2.3. Molecular dynamics simulations

The complexes CLF-TNF-α, CLF- IL-1β and CLF-IL-1β were studied by molecular dynamics simulation with the GROMACS and CHARMM27 force field [24]. Proteins were solvated in a cubic box using the TIP3P water model. To neutralize the overall charge of the systems, Na and Cl ions were added as appropriate. Periodic boundary conditions were applied from this step onward. The system was first energy minimized using the steepest descent algorithm to relax high-energy contacts. After energy minimization, the system was simulated under the NPT ensemble for 500 ps, with initial velocities taken from a Maxwell-Boltzmann distribution corresponding to 100 K. During this initial simulation time, the peptide and DNA atoms were positionally restrained while the temperature was gradually increased from 100 K to 300 K at 1 atm. Bond lengths were constrained for all atoms using the LINCS algorithm (SETTLE for water), allowing a time step in the leap-frog integrator of 2 fs.

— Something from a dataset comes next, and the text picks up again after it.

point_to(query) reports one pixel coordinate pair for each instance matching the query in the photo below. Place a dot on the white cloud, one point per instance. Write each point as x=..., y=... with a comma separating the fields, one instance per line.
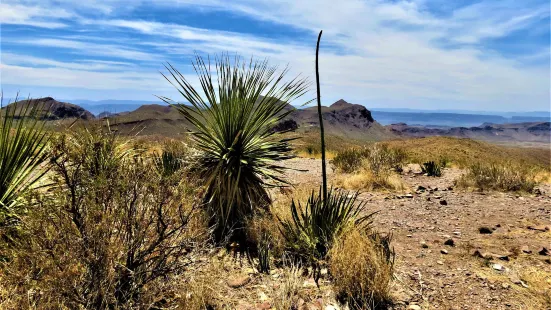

Temperature and pressure were couple to the reference values using the Nosé-Hoover and Parrinello-Rahman algorithms, respectively. Additional 100 ps at 300 K and 1 atm, without position-restraints, were subsequently run. In the production phase, the equilibrated systems were run in the NPT ensemble at 1 atm and 300 K for 200 ns. Long-range electrostatics were evaluated using the Particle Mesh Ewald (PME) algorithm. The real space component of PME and the van der Waals interactions were calculated with a cutoff of 1.0 nm. Three replicates of 200 ns were run per system, with different initial configurations generated by insertion of the peptides at random positions. Dynamics and stability of each protein-protein interaction including root mean square deviation (RMSD), root-mean-square-fluctuations (RMSF), solvent accessible surface area (SASA), contacting surface area (CSA), hydrogen bonds, salt bridges, and center of mass distance were analyzed during the simulation using GROMACS built-in tools. An RMSD-based conformational clustering algorithm, using the gmx-cluster module of GROMACS, was applied to extract representative structures. The clusters were obtained using a cut-off of 1.5 Å for the RMSD to the centroid.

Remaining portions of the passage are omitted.